- Date: 17–23 October
- Edition: 14th
- Category: Grand Prix
- Draw: 32S / 16D
- Prize money: $140,000
- Surface: Carpet / indoor
- Location: Vienna, Austria
- Venue: Wiener Stadthalle

Champions

Singles
- Horst Skoff

Doubles
- Alex Antonitsch / Balázs Taróczy
- ← 1987 · Vienna Open · 1989 →

= 1988 CA-TennisTrophy =

The 1988 CA-TennisTrophy was a men's tennis tournament played on indoor carpet courts at the Wiener Stadthalle in Vienna, Austria that was part of the 1988 Nabisco Grand Prix.
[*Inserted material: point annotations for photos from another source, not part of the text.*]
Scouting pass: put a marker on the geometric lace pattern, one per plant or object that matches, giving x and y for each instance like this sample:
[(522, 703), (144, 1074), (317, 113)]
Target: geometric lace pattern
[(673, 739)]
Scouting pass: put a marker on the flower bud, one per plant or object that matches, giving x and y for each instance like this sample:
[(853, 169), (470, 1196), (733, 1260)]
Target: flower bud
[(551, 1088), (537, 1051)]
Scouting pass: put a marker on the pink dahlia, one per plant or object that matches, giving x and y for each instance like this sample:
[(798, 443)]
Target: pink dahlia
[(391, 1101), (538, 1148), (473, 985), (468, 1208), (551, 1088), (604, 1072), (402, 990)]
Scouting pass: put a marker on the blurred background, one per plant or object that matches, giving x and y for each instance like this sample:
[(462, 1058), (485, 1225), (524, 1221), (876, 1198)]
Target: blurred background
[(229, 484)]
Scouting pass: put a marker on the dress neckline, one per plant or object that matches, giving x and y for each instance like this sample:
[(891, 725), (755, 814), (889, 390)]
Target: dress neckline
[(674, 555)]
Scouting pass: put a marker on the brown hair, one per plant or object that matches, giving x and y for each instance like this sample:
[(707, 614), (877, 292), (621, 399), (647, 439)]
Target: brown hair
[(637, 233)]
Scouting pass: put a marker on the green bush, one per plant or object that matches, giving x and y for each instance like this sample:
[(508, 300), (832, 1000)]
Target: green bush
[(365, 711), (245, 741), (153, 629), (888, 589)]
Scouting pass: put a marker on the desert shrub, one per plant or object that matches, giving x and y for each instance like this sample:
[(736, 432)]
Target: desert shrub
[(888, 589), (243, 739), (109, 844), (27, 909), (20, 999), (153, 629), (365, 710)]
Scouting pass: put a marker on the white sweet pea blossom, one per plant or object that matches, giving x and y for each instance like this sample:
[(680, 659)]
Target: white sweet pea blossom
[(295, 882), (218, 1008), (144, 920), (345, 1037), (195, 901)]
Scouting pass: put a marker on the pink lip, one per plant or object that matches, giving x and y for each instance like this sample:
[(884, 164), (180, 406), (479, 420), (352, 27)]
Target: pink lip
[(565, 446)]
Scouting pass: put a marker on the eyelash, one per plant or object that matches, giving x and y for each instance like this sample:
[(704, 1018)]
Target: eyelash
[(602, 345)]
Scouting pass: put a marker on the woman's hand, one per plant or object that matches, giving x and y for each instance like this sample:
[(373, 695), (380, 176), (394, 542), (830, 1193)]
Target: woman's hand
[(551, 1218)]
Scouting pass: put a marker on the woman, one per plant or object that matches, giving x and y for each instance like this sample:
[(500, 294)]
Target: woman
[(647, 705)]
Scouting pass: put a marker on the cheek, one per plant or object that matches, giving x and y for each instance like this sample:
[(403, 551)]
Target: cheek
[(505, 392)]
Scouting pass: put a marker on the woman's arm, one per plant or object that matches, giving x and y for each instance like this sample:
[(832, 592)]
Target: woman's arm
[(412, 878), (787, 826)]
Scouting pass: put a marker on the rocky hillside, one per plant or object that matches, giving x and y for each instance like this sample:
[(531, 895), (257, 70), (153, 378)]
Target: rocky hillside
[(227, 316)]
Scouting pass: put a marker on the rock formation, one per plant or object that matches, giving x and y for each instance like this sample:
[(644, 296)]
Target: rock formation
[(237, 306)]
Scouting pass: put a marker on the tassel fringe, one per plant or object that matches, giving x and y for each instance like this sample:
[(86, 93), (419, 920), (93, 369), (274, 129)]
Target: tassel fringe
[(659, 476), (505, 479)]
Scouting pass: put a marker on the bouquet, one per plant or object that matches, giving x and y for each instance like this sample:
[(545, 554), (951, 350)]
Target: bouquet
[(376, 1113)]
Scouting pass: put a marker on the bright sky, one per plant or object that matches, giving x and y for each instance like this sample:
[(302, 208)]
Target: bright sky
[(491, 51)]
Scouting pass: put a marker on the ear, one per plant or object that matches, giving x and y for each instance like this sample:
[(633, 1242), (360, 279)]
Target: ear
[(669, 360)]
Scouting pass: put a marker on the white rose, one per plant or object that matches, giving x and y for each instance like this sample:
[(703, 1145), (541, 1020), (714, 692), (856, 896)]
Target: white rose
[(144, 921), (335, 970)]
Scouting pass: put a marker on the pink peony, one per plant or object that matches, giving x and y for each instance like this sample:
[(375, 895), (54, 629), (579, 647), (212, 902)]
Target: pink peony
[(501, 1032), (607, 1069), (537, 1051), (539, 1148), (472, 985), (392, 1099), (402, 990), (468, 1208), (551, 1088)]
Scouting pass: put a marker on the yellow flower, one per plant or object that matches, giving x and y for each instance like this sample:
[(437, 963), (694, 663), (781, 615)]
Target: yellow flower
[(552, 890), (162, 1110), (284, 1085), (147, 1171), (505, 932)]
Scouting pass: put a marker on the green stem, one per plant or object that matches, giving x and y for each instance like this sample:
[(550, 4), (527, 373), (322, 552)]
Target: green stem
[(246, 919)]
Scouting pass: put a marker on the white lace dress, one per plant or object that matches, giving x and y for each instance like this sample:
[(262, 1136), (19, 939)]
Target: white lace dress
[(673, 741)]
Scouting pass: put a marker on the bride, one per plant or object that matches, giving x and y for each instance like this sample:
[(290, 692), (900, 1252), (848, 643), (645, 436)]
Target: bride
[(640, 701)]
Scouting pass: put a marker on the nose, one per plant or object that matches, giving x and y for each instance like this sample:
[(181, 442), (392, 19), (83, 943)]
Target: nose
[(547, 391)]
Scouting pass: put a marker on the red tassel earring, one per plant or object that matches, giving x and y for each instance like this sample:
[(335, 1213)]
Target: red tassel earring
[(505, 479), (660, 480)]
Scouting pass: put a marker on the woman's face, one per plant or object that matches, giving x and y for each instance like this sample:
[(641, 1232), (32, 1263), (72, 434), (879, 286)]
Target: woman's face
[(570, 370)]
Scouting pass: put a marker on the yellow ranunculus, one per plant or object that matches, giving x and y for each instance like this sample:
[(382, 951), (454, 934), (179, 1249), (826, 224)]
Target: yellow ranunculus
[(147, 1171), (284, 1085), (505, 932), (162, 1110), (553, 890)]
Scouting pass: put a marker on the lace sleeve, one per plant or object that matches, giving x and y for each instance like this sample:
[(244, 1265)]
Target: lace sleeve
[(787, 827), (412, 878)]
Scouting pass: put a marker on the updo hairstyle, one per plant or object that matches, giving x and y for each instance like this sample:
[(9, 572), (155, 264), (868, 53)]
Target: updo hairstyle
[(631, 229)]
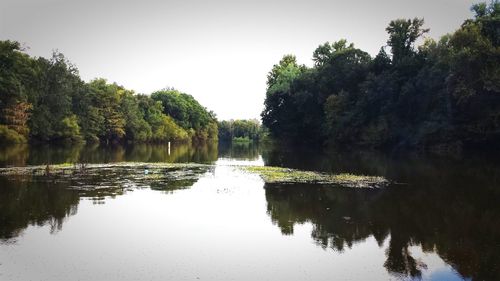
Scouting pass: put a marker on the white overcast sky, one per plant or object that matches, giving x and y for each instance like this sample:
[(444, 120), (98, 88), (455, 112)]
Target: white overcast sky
[(218, 51)]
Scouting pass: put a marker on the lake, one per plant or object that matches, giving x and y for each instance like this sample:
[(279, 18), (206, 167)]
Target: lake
[(438, 220)]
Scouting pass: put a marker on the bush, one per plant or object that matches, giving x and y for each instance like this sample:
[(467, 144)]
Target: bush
[(10, 136)]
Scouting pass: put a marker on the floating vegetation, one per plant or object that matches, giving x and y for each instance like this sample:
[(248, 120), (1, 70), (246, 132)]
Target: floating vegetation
[(289, 176), (126, 175), (170, 176)]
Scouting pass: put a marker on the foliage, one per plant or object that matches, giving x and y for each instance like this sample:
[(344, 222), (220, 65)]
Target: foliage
[(234, 130), (46, 100), (439, 95), (200, 123)]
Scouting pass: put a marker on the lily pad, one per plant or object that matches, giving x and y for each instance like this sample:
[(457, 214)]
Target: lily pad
[(290, 176)]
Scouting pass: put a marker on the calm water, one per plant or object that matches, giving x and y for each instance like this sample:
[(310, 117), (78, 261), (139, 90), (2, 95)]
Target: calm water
[(440, 222)]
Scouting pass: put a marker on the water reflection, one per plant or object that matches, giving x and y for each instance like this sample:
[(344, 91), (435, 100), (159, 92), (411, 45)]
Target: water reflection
[(448, 207), (462, 225), (22, 155)]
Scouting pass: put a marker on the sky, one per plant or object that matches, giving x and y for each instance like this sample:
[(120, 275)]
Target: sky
[(219, 51)]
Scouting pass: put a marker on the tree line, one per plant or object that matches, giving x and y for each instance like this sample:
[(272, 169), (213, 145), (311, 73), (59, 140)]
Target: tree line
[(45, 100), (439, 95), (240, 130)]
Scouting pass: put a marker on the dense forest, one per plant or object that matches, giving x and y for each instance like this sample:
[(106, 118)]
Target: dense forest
[(240, 130), (45, 100), (441, 95)]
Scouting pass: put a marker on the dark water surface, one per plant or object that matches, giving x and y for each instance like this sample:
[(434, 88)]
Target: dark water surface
[(441, 221)]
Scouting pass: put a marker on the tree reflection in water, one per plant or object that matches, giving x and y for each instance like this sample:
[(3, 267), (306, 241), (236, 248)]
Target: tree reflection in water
[(462, 225)]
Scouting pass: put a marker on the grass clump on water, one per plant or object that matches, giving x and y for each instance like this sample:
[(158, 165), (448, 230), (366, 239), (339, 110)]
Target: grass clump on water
[(285, 175)]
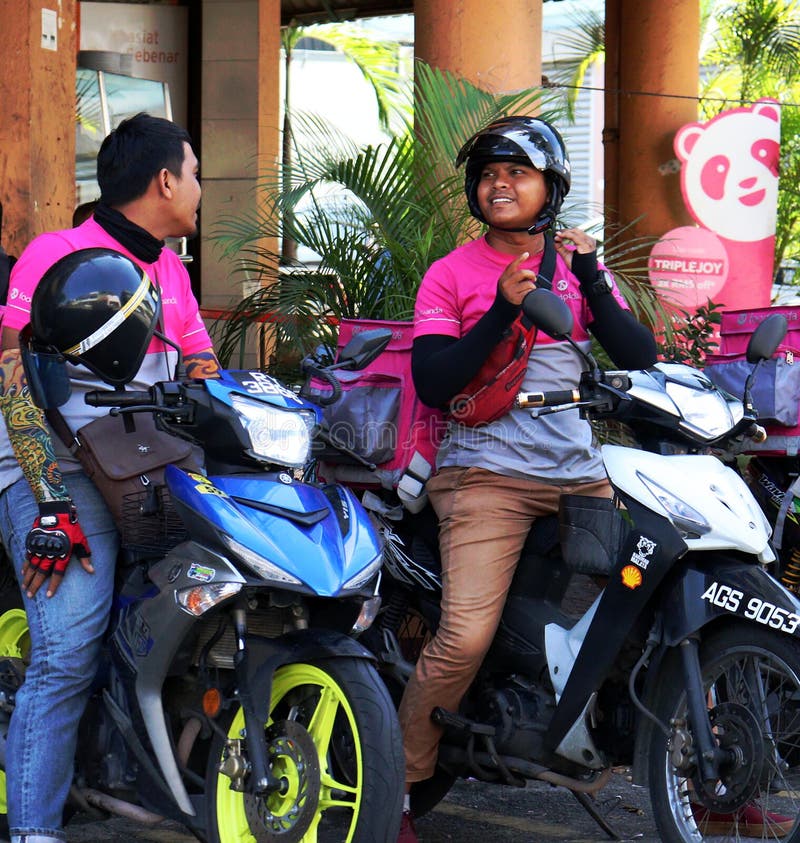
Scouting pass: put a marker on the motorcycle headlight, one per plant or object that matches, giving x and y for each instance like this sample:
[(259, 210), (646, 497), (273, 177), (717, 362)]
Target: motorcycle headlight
[(365, 574), (278, 436), (258, 564)]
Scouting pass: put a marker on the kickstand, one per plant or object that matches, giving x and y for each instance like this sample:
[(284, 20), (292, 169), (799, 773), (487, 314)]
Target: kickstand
[(588, 805)]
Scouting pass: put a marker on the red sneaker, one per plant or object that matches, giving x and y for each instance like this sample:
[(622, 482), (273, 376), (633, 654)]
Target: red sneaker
[(408, 834), (749, 821)]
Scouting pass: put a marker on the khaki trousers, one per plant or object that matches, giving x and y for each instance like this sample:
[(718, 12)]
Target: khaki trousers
[(484, 519)]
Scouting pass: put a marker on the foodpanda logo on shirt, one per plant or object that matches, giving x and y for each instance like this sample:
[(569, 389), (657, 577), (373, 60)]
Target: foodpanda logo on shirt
[(729, 176)]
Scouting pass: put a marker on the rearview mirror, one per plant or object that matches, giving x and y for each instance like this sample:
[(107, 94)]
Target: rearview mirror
[(766, 338), (549, 313)]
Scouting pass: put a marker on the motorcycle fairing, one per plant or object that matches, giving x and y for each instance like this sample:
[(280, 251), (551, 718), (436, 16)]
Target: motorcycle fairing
[(340, 541), (719, 586), (165, 622), (734, 519), (260, 386), (586, 658)]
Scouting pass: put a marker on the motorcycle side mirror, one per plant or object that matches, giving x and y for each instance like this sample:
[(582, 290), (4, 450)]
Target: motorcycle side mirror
[(766, 338), (548, 313), (363, 348)]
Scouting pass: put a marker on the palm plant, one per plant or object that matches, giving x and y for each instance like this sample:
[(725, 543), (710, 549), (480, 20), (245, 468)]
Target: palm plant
[(396, 207), (750, 49), (376, 60), (378, 216), (755, 52)]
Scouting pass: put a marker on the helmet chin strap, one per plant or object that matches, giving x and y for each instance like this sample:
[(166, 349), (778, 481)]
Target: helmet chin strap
[(547, 216)]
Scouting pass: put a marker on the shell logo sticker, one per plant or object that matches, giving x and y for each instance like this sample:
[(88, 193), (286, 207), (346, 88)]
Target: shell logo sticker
[(631, 576)]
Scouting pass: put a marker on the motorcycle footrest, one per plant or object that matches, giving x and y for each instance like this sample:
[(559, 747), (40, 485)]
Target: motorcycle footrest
[(456, 723)]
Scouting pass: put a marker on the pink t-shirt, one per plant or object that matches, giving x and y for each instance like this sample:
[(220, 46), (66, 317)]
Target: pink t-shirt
[(180, 321), (458, 289), (455, 292)]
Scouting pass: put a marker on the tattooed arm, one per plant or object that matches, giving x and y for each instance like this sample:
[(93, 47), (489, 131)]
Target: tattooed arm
[(202, 364), (27, 430)]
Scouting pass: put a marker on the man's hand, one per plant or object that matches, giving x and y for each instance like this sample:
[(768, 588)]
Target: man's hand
[(515, 283), (54, 537)]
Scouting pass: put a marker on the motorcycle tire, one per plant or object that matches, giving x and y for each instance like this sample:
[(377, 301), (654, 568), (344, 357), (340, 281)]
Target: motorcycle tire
[(752, 678), (333, 737)]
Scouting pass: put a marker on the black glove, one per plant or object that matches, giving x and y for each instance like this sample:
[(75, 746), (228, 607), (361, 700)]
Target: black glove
[(54, 537)]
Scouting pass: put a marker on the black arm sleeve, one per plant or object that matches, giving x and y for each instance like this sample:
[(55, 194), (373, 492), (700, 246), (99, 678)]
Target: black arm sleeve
[(628, 343), (442, 366)]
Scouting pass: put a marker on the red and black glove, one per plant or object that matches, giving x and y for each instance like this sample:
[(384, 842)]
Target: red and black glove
[(54, 537)]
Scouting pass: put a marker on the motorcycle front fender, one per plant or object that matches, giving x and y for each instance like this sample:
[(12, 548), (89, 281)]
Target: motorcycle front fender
[(266, 655), (718, 585)]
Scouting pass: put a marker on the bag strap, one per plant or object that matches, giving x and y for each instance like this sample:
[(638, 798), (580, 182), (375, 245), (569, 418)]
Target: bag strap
[(544, 280), (547, 268)]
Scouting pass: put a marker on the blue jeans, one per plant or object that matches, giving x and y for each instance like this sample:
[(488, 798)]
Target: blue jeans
[(66, 636)]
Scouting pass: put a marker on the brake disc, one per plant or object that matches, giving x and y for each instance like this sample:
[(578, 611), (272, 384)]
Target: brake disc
[(285, 815), (738, 732)]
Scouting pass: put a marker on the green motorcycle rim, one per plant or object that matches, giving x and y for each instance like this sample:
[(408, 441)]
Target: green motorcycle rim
[(316, 708), (14, 644)]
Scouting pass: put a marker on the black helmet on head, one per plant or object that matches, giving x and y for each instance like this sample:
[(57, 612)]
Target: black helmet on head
[(97, 308), (531, 141)]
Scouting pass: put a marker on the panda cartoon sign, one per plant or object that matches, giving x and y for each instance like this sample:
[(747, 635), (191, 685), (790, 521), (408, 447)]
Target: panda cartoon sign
[(729, 180)]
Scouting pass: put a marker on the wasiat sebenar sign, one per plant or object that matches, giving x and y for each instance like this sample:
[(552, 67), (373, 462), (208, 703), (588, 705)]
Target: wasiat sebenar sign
[(729, 180)]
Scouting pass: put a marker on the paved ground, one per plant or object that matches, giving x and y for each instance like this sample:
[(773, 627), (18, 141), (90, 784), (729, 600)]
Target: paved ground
[(472, 813)]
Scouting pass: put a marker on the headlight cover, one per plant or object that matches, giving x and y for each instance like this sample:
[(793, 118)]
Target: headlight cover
[(277, 436), (258, 564)]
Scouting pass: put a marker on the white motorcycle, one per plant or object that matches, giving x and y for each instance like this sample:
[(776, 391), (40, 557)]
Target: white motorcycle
[(687, 664)]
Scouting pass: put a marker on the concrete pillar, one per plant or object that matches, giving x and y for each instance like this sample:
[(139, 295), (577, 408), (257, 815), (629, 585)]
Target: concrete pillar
[(651, 51), (37, 118), (496, 46), (239, 129)]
It was the 14th edition of the tournament and ran from 17 October through 23 October 1988. Unseeded Horst Skoff won the singles title.

==Finals==
===Singles===

AUT Horst Skoff defeated AUT Thomas Muster 4–6, 6–3, 6–4, 6–2
- It was Skoff's 2nd title of the year and the 3rd of his career.

===Doubles===

AUT Alex Antonitsch / Balázs Taróczy defeated USA Kevin Curren / CSK Tomáš Šmíd 4–6, 6–3, 7–6
- It was Antonitsch's only title of the year and the 2nd of his career. It was Taróczy's only title of the year and the 38th of his career.